“We are concerned with the development in many European countries. It seems to be a trend of violent intolerance that is unacceptable in countries that are aspiring at rapprochement to Europe, hosting European Championships in Football, Olympic Games or applying for EU membership”, says NHC Secretary General Bjørn Engesland.
Calling Ukrainian authorities to denounce violence
The signatories of today’s statement express solidarity and full support for the LGBTI community in Ukraine and call upon the Ukrainian government and the Kiev city authorities to take measures to publicly condemn these violent attacks, make a full investigation into the events, effectively protect and ensure the safety of the Kiev Pride and guarantee their basic human right to assembly. The statement also urges the Ukrainian Parliament to reject the adoption of proposition #8711 made by the Committee on Freedom of Expression and Information which is regarded by many NGOs as having significantly damaging implications on freedom of expression. The proposition is banning “homosexual propaganda” and is similar to the laws that recently came into force in several parts of the Russian Federation, including St. Petersburg. The laws make it a crime to talk about homosexuality as well as to arrange events publicly.
The current situation in the countries of the Former Yugoslavia also calls for a dire need of improvements. Despite adaptation of new EU legislation the authorities do not take necessary steps to prevent frequent and severe attacks against sexual and gender minorities. Hate speech and crimes have support among persons with high positions within politics and religious institutions. Important manifestations such as Pride Parades suffer from political pressure despite being the targets of violent behaviour from ultranationalist groups stated Norwegian Helsinki Committee.
Violent attacks against LBGTI in Post-communist countries
NHC is worried that the upcoming Prides in Split this Saturday may follow a disturbing pattern of events in the region. A highly violent outcome of the Pride Parade in Belgrade in 2011, attacks resulting in the shutdown of a queer cultural festival in Sarajevo in 2008 and the ban on Belgrade Parade in 2009 has been followed by the Pride Parade being banned in Serbia last fall and the Pride Parade in Split and Zagreb suffering attacks in 2011. Although a small number of Albanian activists were able to bicycle through Tirana in May 2012 they did not dare to carry out their planned parade after a high-profile politician encouraged violence towards the participants. No Pride Parade has ever been held in Macedonia, Kosovo or Bosnia and Herzegovina.

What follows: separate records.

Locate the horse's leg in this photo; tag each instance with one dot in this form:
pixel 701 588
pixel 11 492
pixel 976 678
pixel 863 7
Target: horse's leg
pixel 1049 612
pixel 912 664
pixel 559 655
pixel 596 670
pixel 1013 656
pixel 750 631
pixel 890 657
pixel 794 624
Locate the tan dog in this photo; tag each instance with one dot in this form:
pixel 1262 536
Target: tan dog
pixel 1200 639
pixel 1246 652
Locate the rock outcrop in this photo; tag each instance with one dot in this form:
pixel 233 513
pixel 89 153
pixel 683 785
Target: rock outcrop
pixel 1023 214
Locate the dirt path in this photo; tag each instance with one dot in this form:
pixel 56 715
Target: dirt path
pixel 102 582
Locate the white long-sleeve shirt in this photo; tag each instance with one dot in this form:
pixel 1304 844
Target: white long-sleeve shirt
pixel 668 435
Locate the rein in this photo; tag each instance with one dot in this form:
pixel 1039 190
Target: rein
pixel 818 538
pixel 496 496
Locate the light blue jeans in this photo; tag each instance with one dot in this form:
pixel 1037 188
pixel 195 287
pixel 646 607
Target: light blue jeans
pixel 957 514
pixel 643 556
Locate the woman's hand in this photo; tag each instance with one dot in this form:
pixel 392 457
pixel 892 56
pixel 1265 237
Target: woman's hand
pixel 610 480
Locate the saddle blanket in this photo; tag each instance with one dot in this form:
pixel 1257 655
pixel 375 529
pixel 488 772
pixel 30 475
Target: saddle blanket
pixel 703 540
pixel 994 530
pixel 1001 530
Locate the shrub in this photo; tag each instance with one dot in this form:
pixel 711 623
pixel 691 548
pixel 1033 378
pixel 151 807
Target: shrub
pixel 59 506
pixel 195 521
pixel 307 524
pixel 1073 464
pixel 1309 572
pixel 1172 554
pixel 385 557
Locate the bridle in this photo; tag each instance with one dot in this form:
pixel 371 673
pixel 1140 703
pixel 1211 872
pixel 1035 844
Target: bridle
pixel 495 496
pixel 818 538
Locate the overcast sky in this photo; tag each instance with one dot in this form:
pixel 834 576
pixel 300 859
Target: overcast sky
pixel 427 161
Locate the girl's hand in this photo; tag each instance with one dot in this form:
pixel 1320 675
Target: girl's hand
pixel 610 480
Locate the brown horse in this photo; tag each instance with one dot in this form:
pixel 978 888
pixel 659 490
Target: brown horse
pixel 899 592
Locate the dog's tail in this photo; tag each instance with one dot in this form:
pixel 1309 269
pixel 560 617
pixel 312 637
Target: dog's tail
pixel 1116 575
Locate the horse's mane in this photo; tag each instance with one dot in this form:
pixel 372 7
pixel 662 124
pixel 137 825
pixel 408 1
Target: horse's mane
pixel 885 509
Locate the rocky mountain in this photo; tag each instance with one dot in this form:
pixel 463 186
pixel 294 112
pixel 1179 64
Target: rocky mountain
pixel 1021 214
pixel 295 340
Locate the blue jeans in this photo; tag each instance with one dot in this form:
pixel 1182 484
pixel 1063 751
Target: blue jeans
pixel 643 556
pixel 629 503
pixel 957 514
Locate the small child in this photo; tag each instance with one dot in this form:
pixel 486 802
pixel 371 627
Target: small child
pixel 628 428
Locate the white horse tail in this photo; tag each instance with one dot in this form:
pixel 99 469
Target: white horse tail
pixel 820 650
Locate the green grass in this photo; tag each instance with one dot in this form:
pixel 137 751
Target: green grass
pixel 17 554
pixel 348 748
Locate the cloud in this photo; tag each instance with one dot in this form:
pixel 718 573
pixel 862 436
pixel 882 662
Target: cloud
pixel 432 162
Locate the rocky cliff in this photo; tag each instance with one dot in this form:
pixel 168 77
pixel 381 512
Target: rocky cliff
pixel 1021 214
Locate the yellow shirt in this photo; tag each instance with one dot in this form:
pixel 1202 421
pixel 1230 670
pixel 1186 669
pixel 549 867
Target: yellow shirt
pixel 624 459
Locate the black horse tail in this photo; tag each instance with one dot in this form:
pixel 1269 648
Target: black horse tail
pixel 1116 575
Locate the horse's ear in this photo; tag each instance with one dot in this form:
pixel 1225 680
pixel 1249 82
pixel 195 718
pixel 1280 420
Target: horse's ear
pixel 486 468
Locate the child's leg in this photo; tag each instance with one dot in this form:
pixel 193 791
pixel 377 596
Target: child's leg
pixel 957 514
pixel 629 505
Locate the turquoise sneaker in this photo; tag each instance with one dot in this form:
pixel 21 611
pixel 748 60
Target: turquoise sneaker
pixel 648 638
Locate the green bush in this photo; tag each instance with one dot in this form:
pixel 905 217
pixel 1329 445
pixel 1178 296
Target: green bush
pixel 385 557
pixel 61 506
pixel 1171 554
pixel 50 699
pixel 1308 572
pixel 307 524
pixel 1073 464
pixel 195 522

Similar response to a peaceful march took place in Armenia when a march celebrating the World Day for Cultural Diversity was organised in the capital Yerevan on 21 May. The participants had prepared posters about ethnic, racial and fauna diversity in Armenia, plurality, and cultural diversity. The small number of attendants were soon met by a larger group of counter demonstrators, angry young men shouting obscene words and appearing threatening towards the participants. The police was present, but did not intervene in a professional way, leaving many of the participants of the march feeling insecure. The focus was turned from diversity to homosexuality, complicating further work on tolerance and diversity in the conservative country.
Gay bar bombed in Yereven
On 8 May, two men were taped as they fire-bombed the DIY bar in Yerevan, known as the gay bar in Yerevan. Luckily no one was harmed. At a later stage, when the place was cleared up, someone snuck back and painted swastikas on the façade of the bar. The two men were identified and arrested, but one of them was later bailed out by a member of the parliament. In the discussion that followed, even the deputy speaker of parliament supported the youth who carried out the ill-deeds, saying that they show their Armenian roots by reacting against homosexuals “who have created a den of perversion in our country and have a goal of alienating the society from its moral values”.
In none of these cases, neither in the Western Balkans nor Armenia, do the authorities commit to registering, prosecuting or sentencing the perpetrators in a proper way, despite them being known by name. This sends a signal that there will be no repercussions, effectively rewarding human rights violations against a minority which faces an increasingly difficult situation in many European countries.